まだ少し眠いが瞼に力を込め起きようと努力をして見た。すると口の中が変な味がするとこに気がつく。
「まずい……なんだこれ」
「おっ よっすー起きたわ」
視界には健太の顔が入った。頭を動かし周りを見るとファーナさん、ミネ、リノとそろっている。どうやらここはダンジョンの中みたいだ。
少しだけだるい体を起こし今の状況を思い出そうとしてみる。緑色のスライムが少し離れたところでうろついていた。
「あーもしかして俺なんか罠踏んだ?」
「踏んでない。むしろ、踏んだのは、ケンタ」
チラリと健太のほうを見るとゆっくりと視線をそらしていく。多少は申し訳ないとでも思ったのかもな。

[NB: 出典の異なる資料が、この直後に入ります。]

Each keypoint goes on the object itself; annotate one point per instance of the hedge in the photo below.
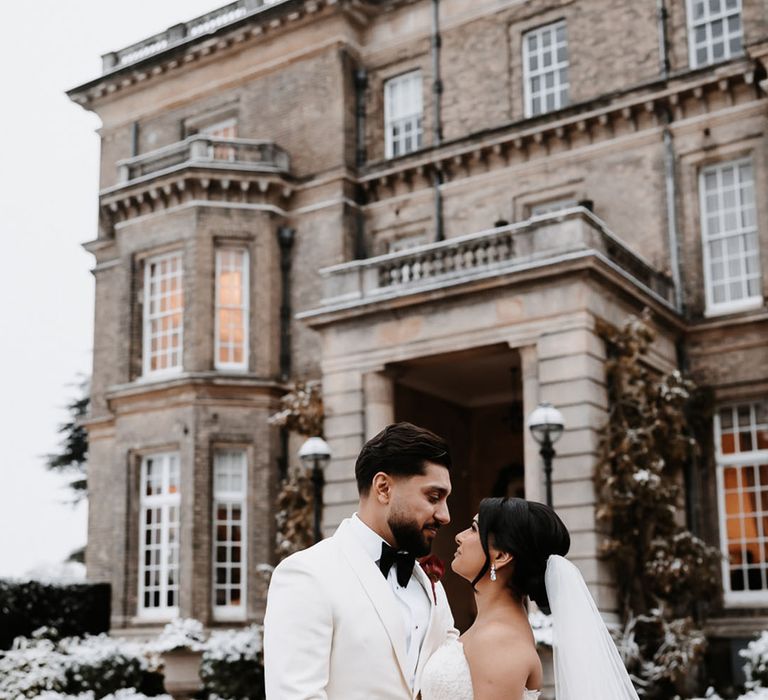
(72, 610)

「でもしかたないでしょ? あれは多分誰も気がつかないよっ」
「どういうことだ?」
「罠じゃない。踏んだのは、スライム。紫の」
どういうことかと聞いてみるとミネの魔法の音と衝撃に驚いた紫のスライムが姿を隠しており、健太が踏んだことによって攻撃とみなされ反撃してきたということのようだ。実際スライムを踏んだ健太はスライムが要ることを認識すらしていなかった。踏んでから初めて気がついたくらいだ。姿を隠していたか周りと同化していたか何かしらの手段で姿を隠していたことは間違いないだろう。ということはだ、俺が嗅いだあの甘い匂いが紫スライムの攻撃だったということなんだろう。
「あー…それで後ろにいた俺が攻撃されたのか…」
「そう。睡眠状態、になった」
何度か体を揺すったり頬をたたいてみたりしたけども起きなかったみたいで、万能薬を使用し俺を起こしてくれたということだった。つまり今口の中がまずいのは…
「万能薬ってまずいな」
「まあくすりですからね」
「口直し…ファーナさんおやつ余ってない?」
「えっ だ、だめです! 別にまずくたって死ぬわけじゃないんだからねっ」
いやまあそうなんだけどね? ファーナさんはポーチを抱えて後ずさりしている。よっぽど取られたくないみたいだな。親にもそうやればよかったんではとかおもってしまうくらい必死だ。出来なかったから取り上げられたんだろうけどね。
それにしてもまずい…こりゃ~口直しのために飴とか少し用意しておいたほうがいいかもしれないな。